Coastal defences such as dikes are increasingly pressured by climate change. Increasing storm surge, extreme rainfall and periods of draught requires evermore strengthening of dikes to maintain flood risk standards. Conventional dike strengthening (i.e., heightening and/or widening) will be either structurally or financially unfeasible. Therefor, engineers are exploring other, more sustainable, methods to ensure future flood safety. A promising method is incorporating tidal marshes in the coastal defence system. Tidal marshes reduce dike loads by wave attenuation, increase bio diversity and ecology and under the right circumstances are able to grow with sea level rise. Moreover, in case of dike failure, resulting in a dike breach and inundation of the hinterland, tidal marshes have been shown to reduce breach erosion rates. This reduction positively affects flood risk. However, in order to quantitatively estimate the effect, dike breach models need to also model tidal marsh erosion. In this study we tested a mature tidal marsh, in-situ, in winter conditions under high flow velocities (up to 2.5 m/s) to measure the erosion and estimate erodibility. We measured little erosion, order millimeters after a cumulative 2-2.5 hours. Small-scale experiments, such as the Jet Erosion Test, showed high resistance to erosion (85-140 Pa) and large varying erodibility (6.5-45 cm3/N·s). By estimating the shear stresses acting on the soil during the experiment we compare the data with the small-scale results. The comparison gives insight in whether the small-scale experiment results can be accurately translated to full-scale erosion. Also, the experiment showed which (erosion) mechanisms are important for tidal marshes during a dike breach.
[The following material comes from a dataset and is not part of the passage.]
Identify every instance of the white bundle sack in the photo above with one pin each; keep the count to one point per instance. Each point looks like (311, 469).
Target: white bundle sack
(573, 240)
Nature-based strategies, such as wave attenuation by tidal marshes, are increasingly proposed as a complement to mitigate the risks of failure of engineered flood defense structures such as levees. However, recent analysis of historic coastal storms revealed smaller dike breach dimensions if there were natural, high tidal marshes in front of the dikes. Since tidal marshes naturally only experience weak flow velocities (~0-0.3 ms^-1 during normal spring tides), we lack direct observations on the stability of tidal marsh sediments and vegetation under extreme flow velocities (order of several ms^-1) as may occur when a dike behind a marsh breaches. As a first approximation, the stability of a tidal marsh sediment bed and winter-state vegetation under high flow velocities were tested in a flume. Marsh monoliths were excavated from Phragmites australis marshes in front of a dike along the Scheldt estuary (Dutch-Belgian border area) and installed in a 10 m long flume test section. Both sediment bed and vegetation responses were quantified over 6 experimental runs under high flow velocities up to 1.75 ms^-1 and water depth up to 0.35 m for 2 hours. These tests showed that even after a cumulative 12 hours exposure to high flow velocities, erosion was limited to as little as a few millimeters. Manual removal of the aboveground vegetation did not enhance the erosion either. Present findings may be related to the strongly consolidated, clay- and silt-rich sediment and P. australis root system in this experiment. During the flow exposure, the P. australis stems were strongly bent by the water flow, but the majority of all shoots recovered rapidly when the flow had stopped. Although present results may not be blindly extrapolated to all other marsh types, they do provide a strong first indication that marshes can remain stable under high flow conditions, and confirm the potential of well-developed tidal marshes as a valuable extra natural barrier reducing flood discharges towards the hinterland, following a dike breach. These outcomes promote the consideration to implement tidal marshes as part of the overall flood defense and to rethink dike strengthening in the future.